Hezekiah's envoys then request in verse 11 that Rabshakeh speak in Aramaic so the people of Jerusalem, listening in from the wall, wouldn't be able to understand. The Ryrie footnote said that Aramaic was becoming the standard language, but wasn't yet.
In verse 12 Rabshakeh refuses to change languages because he claimed his message wasn't just for Hezekiah and the envoys but for all the people inside who would end up eating and drinking dung and urine due to the siege.
Then he yelled to the people of Jerusalem. He inferred that Hezekiah would deceive them and claim he could deliver them. And then he blatantly denied that the Lord could save them from the king of Assyria. He actually said, "...nor let Hezekiah make you trust in the Lord..."
That takes me breath away a little bit. I can clearly picture the serpent wrapped around a tree branch explaining to Eve that she doesn't need to believe God. She can trust her own expertise of which fruit she should eat. And I can picture an infinite number of times that the devil whispered in my ear not to trust the Lord. My heart should fear because things are hopeless and I am alone with my problem. Under siege and desperate. Lies, lies, lies. God has more than proven to Hezekiah and the people of Judah, as well as Eve and I WHO HE IS.
I've been in a season for awhile that's uncomfortable and unsettled. I don't know if I a day left of dealing with it or if it's a thorn in my side for a long time to come. And I hear this taunt from the enemy regularly...it's robbed me of sleep and peace and it's made me grumpy and distracted. But it is a lie. The Lord is faithful and good. His goodness and mercy, surely, will follow me all of the days of my life and I will dwell in the house of the Lord forever. I will walk by faith, not by sight (II Cor 5:7).
It's essential to call out the lie and stand on who God is.
Back to the text.
In verse 16, Rabshakeh goes on to tell them not to listen to Hezekiah, but that the king of Assyria has a deal to make with them. If they make peace with him and come out from behind the wall of Jerusalem:
- they get to go back to their own vineyards and fig trees and their own water
- this arrangement lasts until the king of Assyria arrives to take them away to land similar to theirs, one with grain, and wine, and bread, and vineyards...
He warns them to beware of Hezekiah misleading them. He points out that the god of all the previous nations failed when the king of Assyria laid siege. And Hezekiah's assurance that, ..." the Lord will deliver us." will end like all of the others. He goes on to start listing vanquished people whose gods let them down. He ends by asking that if none of these other gods could help their people, should they really expect the Lord to deliver Jerusalem from the king of Assyria.

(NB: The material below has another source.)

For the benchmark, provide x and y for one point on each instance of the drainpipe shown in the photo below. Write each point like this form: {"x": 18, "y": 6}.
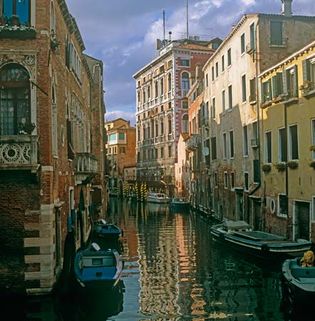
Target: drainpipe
{"x": 257, "y": 108}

But they were silent and answered him not a word; for the king's commandment was, "Do not answer him."Isaiah 36:21
I love that.
For ALL of them to hold their tongues; for NONE of them to crack to fear or pride...amazing. Was it confidence in Hezekiah? Confidence in the Lord? Both? Holy Spirit-assisted silence? It doesn't tell us. But sometimes, the best thing we can say to the enemy is ...nothing.
A few years ago there was a catch phrase going around, "not today, Satan." I saw it on t-shirts worn by Christians and I heard it from a lot of people. Here's the thing, don't talk to Satan. And don't taunt the enemy of your heart. Talk to Jesus. He's the one who is holy enough and strong enough to talk to demons. They've had centuries to practice their craft and our few decades of life doesn't offer us as much experiences as we think. When the devil put a thorn in Paul's side, he talked to God about it. I strongly recommend that you do the same. Stay silent to the enemy and follow the advice of your King. (And, as an aside, that catch phrase didn't come from a godly source at all; it came from a very worldly TV show that shouldn't be inspiring Christians at all.)
Verse 22, the final verse in the chapter, describes the three envoys coming to Hezekiah with their clothes torn to tell him the words of Rabshakeh.
Pretty low point for everyone. The people are probably scared. The envoys are disheartened to the point of tearing their clothes. And now the king has some hard choices to make.
Great cliffhanger material if this were a TV show.